When the victim visited the residence, he saw workers doing construction on the property and removing his personal belongings from the home, including childhood photo albums, and putting them in a dumpster in front of the property. The victim then contacted the district attorney’s office, which began conducting an investigation.

On Nov. 8, 2021, a fraudulent deed was filed with the New York City Register, which claimed the property had been sold for $530,000 on Oct. 4, 2021, by Jorge Vasquez Jr. “as sole heir” of the deceased property owner, to 23-41 100th Street Corp., for which Andy Singh is the sole shareholder and chairman, according to the charges.

Katz said that in September 2021, Singh allegedly made numerous phone calls to the mortgagee of the property claiming that he was the son of the deceased property owner. He allegedly provided the victim’s first name, and the deceased property owner’s full name and social security number and requested a payoff statement in anticipation of “his mother’s” property.

Later that same month, Singh contacted the mortgage holder once again, this time claiming that he is the deceased homeowner, and was seeking a payoff quote. Singh allegedly provided the homeowner’s social security number during this call as well.

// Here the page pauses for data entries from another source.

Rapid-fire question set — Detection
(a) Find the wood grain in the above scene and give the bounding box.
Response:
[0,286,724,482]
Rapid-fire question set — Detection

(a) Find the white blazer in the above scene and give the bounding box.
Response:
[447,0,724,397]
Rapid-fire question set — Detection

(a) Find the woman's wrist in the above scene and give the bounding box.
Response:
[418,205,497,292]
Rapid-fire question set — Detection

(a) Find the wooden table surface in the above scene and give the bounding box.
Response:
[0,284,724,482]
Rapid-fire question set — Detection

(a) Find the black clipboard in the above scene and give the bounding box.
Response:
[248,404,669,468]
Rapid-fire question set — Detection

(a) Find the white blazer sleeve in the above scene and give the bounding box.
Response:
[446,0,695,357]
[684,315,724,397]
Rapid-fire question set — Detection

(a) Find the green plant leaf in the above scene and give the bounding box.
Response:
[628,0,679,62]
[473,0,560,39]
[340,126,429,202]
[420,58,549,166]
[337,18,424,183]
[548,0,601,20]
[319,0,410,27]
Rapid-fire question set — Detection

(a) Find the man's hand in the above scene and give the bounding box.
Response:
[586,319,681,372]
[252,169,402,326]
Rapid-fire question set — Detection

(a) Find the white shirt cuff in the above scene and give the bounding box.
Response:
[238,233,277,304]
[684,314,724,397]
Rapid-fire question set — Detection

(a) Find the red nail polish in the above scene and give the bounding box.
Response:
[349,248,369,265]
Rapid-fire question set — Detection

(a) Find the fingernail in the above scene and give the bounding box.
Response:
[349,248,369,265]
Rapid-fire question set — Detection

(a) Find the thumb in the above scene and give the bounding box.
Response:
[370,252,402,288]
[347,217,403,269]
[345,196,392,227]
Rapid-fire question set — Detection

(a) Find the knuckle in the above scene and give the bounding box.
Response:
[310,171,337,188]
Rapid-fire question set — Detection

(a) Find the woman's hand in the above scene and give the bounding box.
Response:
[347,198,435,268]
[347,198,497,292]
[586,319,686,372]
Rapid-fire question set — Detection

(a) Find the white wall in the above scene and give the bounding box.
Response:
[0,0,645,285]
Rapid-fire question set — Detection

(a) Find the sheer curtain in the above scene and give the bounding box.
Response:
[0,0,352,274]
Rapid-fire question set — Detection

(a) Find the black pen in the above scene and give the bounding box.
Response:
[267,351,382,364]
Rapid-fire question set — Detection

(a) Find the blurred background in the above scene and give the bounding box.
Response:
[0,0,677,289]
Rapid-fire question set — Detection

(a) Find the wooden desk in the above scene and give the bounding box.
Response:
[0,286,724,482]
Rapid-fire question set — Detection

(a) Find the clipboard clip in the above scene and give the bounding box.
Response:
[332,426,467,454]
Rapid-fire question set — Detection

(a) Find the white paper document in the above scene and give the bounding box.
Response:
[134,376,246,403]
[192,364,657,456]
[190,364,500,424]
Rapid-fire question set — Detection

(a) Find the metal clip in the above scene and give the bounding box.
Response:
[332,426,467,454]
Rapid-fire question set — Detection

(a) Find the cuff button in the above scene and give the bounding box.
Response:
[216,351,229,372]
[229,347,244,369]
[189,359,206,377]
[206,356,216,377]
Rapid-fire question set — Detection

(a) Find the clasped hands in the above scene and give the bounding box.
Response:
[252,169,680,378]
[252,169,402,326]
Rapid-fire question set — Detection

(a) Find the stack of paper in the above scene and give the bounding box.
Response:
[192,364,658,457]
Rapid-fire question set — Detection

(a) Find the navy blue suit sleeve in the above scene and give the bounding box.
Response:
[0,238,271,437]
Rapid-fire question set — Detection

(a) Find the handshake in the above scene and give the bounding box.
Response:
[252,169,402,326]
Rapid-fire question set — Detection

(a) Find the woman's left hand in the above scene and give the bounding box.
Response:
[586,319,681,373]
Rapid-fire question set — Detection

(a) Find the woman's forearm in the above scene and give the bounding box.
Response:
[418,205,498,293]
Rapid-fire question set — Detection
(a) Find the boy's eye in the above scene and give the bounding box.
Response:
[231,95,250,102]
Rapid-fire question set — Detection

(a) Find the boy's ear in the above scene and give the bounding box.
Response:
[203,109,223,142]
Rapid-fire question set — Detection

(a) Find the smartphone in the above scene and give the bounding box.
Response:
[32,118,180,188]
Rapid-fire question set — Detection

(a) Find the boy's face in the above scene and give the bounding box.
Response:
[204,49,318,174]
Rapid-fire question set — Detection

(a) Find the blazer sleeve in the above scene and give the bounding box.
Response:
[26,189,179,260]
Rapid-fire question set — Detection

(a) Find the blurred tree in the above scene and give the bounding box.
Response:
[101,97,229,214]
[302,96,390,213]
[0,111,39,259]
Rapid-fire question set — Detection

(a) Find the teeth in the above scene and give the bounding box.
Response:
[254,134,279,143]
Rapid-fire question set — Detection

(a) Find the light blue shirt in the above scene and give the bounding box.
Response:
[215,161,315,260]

Katz said, in order to sell the home, the defendants were required to submit several documents to the title company, including the death certificate for the deceased property owner and affidavits of heirship confirming the seller as the sole heir. As alleged, the death certificate submitted to the title company was forged, as it claimed the deceased owner passed away in 2017 when she actually passed away in 2019.

According to the charges, the affidavits of heirship claiming Jorge Vasquez Jr. was the only living heir of the deceased property owner were also fraudulent. Katz added that this all occurred without the knowledge or consent of the deceased homeowner’s son, the rightful heir to the property.

“As alleged, these defendants conspired to steal a home left behind by a deceased homeowner and proceeded to sell the property to a sham corporation for more than a half-million dollars,” Katz said. “Deed fraud is a growing challenge within Queens County, but those who choose to victimize others for their own financial gain will be held to account in this borough. The defendants, including the company, have been indicted on numerous charges and the two individuals face prison time if convicted.”

The defendants were arraigned before Queens Supreme Court Justice Donna-Marie Golia on charges of grand larceny, three counts of identity theft, two counts of falsifying business records, criminal possession of a forged instrument, criminal possession of the stolen property, offering a false instrument for filing and conspiracy.

Justice Golia ordered the defendants to return to court on Aug. 10. The two men each face up to 15 years in prison if convicted.